The behavioural transmission sort of "sets in stone" the natural tendency. Making the typical human family model quite hard to disrupt. As it is seen in today's society, where condoms and pills are freely available, and where all that pregnancy scheme is completely irrelevant. People still look for everlasting love and most of the time fail. In a world where fucking is not equivalent to "trying to procreate", women do not get pregnant soon after getting laid and the compassion hormone does not come to replace the waning attachment hormone. I will elaborate on that in another paper sometime.

The age difference

Quickly tackled:

A women is fertile around, say 14 years old. In natural conditions (the jungle and all), the average age to give birth for the first time must be 15 or 16. If a girl finds herself pregnant at 15, it'd be nice if she could be paired with a tough guy that would fend off the bears and bring the mammoth leg home. And a 20 years old guy is much tougher than a bloke her age.

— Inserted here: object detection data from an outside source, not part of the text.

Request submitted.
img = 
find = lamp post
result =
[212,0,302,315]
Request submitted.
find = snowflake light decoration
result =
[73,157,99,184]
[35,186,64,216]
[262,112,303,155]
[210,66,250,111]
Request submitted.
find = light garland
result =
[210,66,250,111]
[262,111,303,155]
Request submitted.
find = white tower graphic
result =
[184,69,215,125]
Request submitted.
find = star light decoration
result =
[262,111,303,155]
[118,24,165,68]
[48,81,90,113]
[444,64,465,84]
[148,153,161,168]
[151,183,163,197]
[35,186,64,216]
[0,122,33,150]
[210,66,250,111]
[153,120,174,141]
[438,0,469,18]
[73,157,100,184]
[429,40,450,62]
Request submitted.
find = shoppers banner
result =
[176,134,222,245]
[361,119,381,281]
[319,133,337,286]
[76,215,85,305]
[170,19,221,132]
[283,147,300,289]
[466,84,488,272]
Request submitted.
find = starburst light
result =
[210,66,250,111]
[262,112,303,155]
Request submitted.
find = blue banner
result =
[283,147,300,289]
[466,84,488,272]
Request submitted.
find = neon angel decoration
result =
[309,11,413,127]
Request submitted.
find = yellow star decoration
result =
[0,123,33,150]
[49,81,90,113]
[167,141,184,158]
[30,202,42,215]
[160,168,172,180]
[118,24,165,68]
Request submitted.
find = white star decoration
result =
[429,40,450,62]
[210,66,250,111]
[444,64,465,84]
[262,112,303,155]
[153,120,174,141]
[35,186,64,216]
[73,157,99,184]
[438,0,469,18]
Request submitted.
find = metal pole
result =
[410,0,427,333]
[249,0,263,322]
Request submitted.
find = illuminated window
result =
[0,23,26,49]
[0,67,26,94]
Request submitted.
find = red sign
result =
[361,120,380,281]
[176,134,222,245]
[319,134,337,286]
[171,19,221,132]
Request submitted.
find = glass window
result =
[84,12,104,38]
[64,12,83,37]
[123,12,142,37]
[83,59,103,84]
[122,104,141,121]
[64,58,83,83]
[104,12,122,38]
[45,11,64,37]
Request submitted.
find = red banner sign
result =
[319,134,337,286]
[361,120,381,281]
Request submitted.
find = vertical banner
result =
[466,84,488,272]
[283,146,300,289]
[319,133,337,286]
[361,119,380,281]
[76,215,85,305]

So, let's take two similar control groups, except that in one, males and females that get together have the same age, the other where there is the above mentioned 5 years difference. And let's put them to survive in the same sort of merciless jungle. The second batch is likely to do much better for the reasons mentioned above. Thus it is the most efficient, in the setting described. And evolution has a wicked tendency to favor a more efficient solution.

Now, if you want to argue that the two same groups put in our modern society would do just as good, fine. But we were made in the jungle. And our hormonal behaviour is still adapted to that.

Which might make you wonder if we shouldn't tinker a bit with it.